El hombre fue creado para vivir en comunidad, en sociedad, en conjunto con potros seres que le ayudan a refirmar so personalidad en la medida que se auto identifica y se autodeterminan al verse y entregarse al otro.

Esa realidad intrínseca en la persona tiene su máxima y primaria expresión en la pareja hombre y mujer, que en su deseo de complementariedad y realización se unen para tener “más que una sola carne, un solo corazón y una sola alma, exigiendo al indisolubilidad y al fidelidad de la donación reciproca definitiva, abriéndose a la fecundidad (Cf. C.I.C. 1643)

Así, la pareja, mujer y hombre que se unen para compartir su vida, forman una familia que cumple una función fundamental en la producción subjetiva.

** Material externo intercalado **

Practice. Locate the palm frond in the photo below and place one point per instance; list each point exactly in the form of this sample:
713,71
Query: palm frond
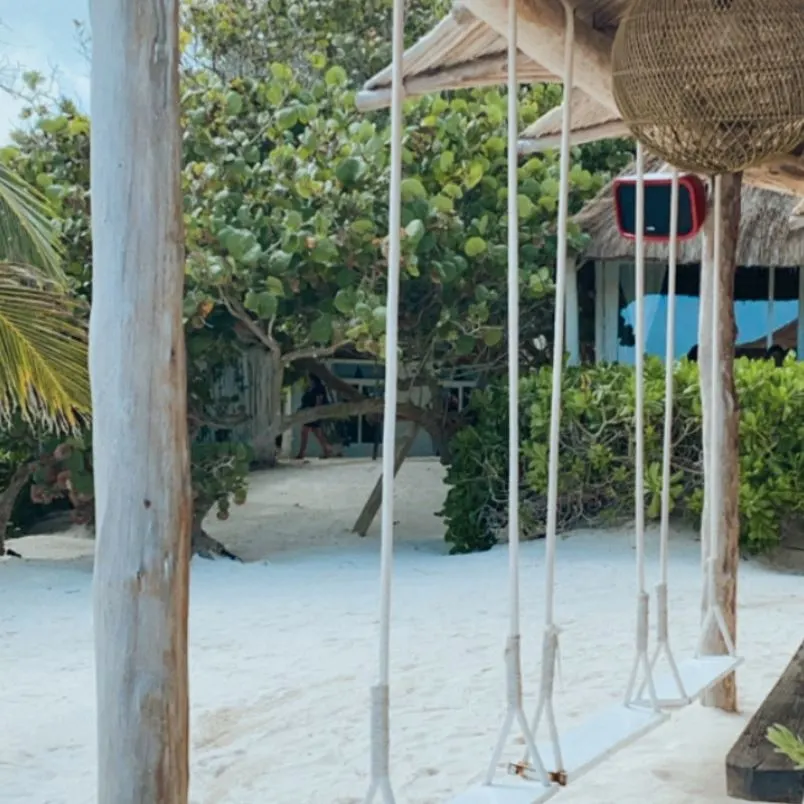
27,236
43,351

El ser humano al nacer se encuentra desamparado, por lo tanto será necesaria la presencia de un Otro, que lo determinará como ser del lenguaje, es decir del mundo simbólico.

La pareja unida en su amor conyugal y que establecen una familia no son una mera filiación biológica, sino que es fundamental tener en cuenta el orden simbólico, para poder diferenciarse del reino animal. Este orden simbólico instaura una pertenencia social, con sus correspondientes leyes que establecerán lo permitido y lo prohibido.

Pero las leyes, a igual que la construcción de la realidad, se irán constituyendo en cada persona de un modo singular.

Es en este proceso en donde la familia y en ella la pareja con su amor conyugal, ocuparán un lugar fundamental, indicándole al niño lo permitido y lo prohibido. Luego en esta función, se sumarán otras instituciones sociales, en especial la escuela.